A prospective observational study by Kamal et al. showed the raised values of serum troponin I (4.90 ± 3.20) and CK-MB (17.69 ± 12.70) for risk stratum in post-MI patients (
14). The aforementioned study selected 60 patients with a recent history of angina identified as Q-wave MI and non-Q-wave MI by standard echocardiography and cardiac markers within 24 hours of the onset of cardiac arrest admitted to a coronary care unit (
14). The present collected the samples of those patients who were newly admitted to ICU and evaluated the serum cardiac troponin T (2006.19 pg/mL), troponin I (3011.63 pg/mL), and CK-MB (42.37 u/L) in the patients within 24 hours for further oxidative estimation.
Kedare and Singh in 2011 described that the DPPH assay is the most common and has become the first approach to assess the inhibition of oxidative stress (
20). The main principle of the reaction is accompanied by the color replacement of DPPH evaluated at 517 nm, and the discoloration acts as an indicator of antioxidant efficacy (
20). To keep this mechanism of action in mind, the present study also selected DPPH radical scavenging assay to inhibit the oxidative stress for MI patients. Janaszewska and Barotsz performed a DPPH assay for the first time on human plasma in 2002 (
21). They collected 20 samples of healthy individuals (15 males and 5 females). All the volunteers were young, 13 of whom were smokers. The inhibition was measured at 520 nm by a spectrophotometer (
21). Similarly, the current study also applied DPPH to human serum, and the current study’s sample size was highly larger, as described in the previous study. This study included the samples of 53 MI-positive patients, male and female, and inhibition was checked by a spectrophotometer at 520 nm, which showed 91.73 % inhibition in MI patients.

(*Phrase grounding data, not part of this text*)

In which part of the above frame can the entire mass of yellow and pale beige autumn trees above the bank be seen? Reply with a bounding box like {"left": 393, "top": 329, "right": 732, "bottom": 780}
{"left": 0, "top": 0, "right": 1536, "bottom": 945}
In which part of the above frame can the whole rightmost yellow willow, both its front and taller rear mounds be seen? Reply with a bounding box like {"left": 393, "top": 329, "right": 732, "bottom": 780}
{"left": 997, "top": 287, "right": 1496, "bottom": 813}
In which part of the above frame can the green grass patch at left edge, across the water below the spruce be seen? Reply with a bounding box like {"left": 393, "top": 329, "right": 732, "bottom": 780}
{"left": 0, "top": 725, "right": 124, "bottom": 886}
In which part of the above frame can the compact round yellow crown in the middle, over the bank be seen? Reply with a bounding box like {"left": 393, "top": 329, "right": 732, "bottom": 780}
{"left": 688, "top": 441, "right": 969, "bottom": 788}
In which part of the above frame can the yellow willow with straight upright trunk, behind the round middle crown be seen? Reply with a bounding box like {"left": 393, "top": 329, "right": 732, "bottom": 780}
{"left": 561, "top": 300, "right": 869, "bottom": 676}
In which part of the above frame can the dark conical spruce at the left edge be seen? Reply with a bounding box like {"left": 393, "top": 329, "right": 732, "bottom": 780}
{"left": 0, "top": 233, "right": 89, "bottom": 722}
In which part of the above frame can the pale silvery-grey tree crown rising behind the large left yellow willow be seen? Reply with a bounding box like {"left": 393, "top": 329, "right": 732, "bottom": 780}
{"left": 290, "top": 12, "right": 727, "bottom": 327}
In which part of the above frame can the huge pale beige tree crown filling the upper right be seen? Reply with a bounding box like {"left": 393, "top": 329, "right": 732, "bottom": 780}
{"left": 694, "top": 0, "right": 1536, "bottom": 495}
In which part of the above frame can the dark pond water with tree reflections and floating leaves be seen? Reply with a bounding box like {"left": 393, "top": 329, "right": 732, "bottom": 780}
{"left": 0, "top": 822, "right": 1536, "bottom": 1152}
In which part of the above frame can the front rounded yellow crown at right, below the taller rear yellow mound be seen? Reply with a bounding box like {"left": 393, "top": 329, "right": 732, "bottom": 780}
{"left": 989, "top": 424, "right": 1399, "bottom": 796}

Mal et al. compared demographically the lipid profile of two groups in 421 participants, including the patient group (MI patients, n = 212) and the control group (non-MI patients, n = 209) (
22). The TC and LDL were remarkably elevated in patients with MI. Nonetheless, HDL was lower in patients with MI. There was no remarkable difference between TG in both the control and patient groups (
22). However, in the current study, the samples of positive MI patients were collected based on the non-random sampling technique, and the values were confirmed by normal ranges as provided according to the protocol. The TC (228.68 mg/dL) and LDL (119.05 mg/dL) were remarkably elevated, and HDL (33.67 mg/dL) was lower in patients with MI. It was observed that TG values (187 mg/dL) were near the borderline in MI patients. Therefore, according to this scientific research study, lipid peroxidation is a life-threatening marker for the destruction of the myocardial membrane, which was positively proved by the high level of cardiac profile and lipid profile.
5.1. Conclusions
The current study mainly investigated the role of oxidative stress in MI patients based on the variation in biochemical parameters. According to the obtained results, ROS might be the causative agent of MI with elevated levels of cardiac profile and lipid profile. Therefore, it is concluded that if an antioxidant medication is used as administrative content for MI patients, it would be helpful for the treatment of MI patients. Additionally, the present study would help the researchers to perform further research on oxidative stress and be useful for pharmaceutical purposes.